A Lehman Brothers analyst is predicting that bad debt and charity care expense for the for-profit hospital industry will grow between 14 and 16 percent in 2007.

Adam Feinstein expects the industry’s total bad debt to reach $12.5 billion this year compared with $10.8 billion in 2006.

“There had been some optimism that the bad-debt expense trend was stabilizing,” Feinstein said in the report issued last week. “However, it now appears that first quarter 2007 results were likely overstated, which led to additional catch-up in the June quarter.”

Feinstein said the adjustment doesn’t mean the problem has stabilized, but the magnitude of the increase may not be as severe as the reported numbers suggest. Nonetheless, the bad debt trend continues to worsen, he said.
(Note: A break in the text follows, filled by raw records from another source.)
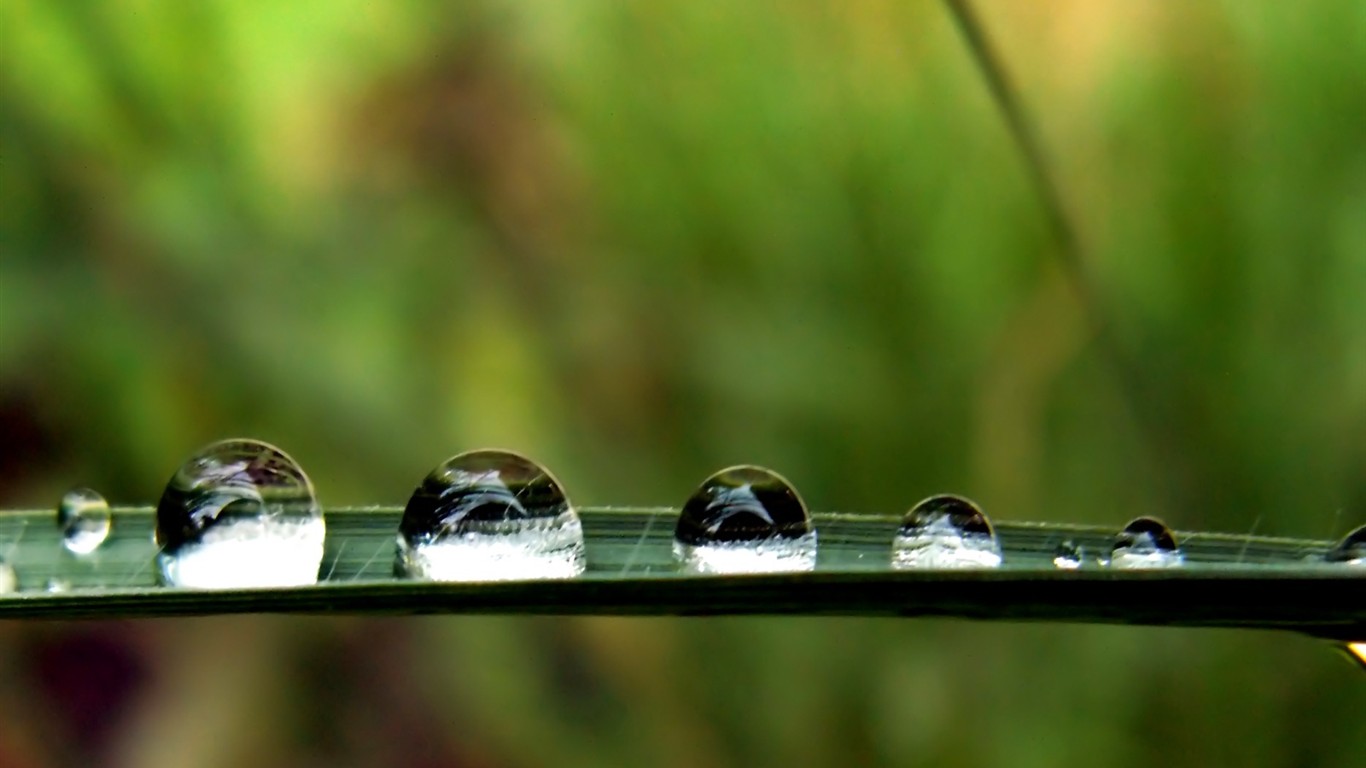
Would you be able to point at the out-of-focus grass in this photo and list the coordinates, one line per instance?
(645, 241)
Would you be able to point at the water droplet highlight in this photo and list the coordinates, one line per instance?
(85, 521)
(745, 519)
(489, 515)
(8, 578)
(1351, 550)
(945, 532)
(1145, 543)
(1067, 556)
(239, 514)
(1357, 652)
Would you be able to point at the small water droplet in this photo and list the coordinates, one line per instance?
(239, 514)
(8, 580)
(85, 521)
(1357, 652)
(1145, 543)
(1351, 550)
(489, 515)
(745, 519)
(1067, 556)
(945, 532)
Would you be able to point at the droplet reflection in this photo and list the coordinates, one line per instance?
(1067, 556)
(489, 515)
(1351, 550)
(239, 514)
(8, 580)
(745, 519)
(1145, 543)
(945, 532)
(85, 521)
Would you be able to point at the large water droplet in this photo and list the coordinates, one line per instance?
(1351, 550)
(1067, 556)
(945, 532)
(8, 580)
(84, 518)
(239, 514)
(489, 515)
(1145, 543)
(745, 519)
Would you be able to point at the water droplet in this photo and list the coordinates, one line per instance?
(84, 518)
(8, 580)
(1067, 556)
(1145, 543)
(945, 532)
(1357, 652)
(745, 519)
(489, 515)
(239, 514)
(1351, 550)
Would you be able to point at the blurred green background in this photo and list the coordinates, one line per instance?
(644, 241)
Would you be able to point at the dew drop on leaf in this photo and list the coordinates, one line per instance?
(945, 532)
(1351, 550)
(239, 514)
(8, 580)
(1067, 556)
(745, 519)
(489, 515)
(84, 519)
(1145, 543)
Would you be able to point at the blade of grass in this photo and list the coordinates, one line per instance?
(1228, 581)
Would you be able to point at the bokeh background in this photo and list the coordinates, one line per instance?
(644, 241)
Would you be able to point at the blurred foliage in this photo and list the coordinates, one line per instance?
(641, 241)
His report focuses on data from Community Health Systems, HCA, Health Management Assoc., LifePoint Hospitals, Triad Hospitals (now part of Community Health Systems), Tenet Healthcare and Universal Health Services.

According to the report, the total cost of uncompensated care, which includes bad debt, charity care and discounts to the uninsured, averaged 21.9 percent of adjusted net revenues for the second quarter, compared with 19.3 percent in the second quarter of 2006.

Echoing the trend of years past, Feinstein said the mix of insured patients is declining. “As a result, uninsured volume increased at a faster rate than overall volumes, leading to the higher bad debt.”

Lehman Brothers began predicting bad debt expense for the hospital industry in January 2006. The investment firm found that bad debt expense is closely related to hospital prices, real disposable income, continued claims and personal savings.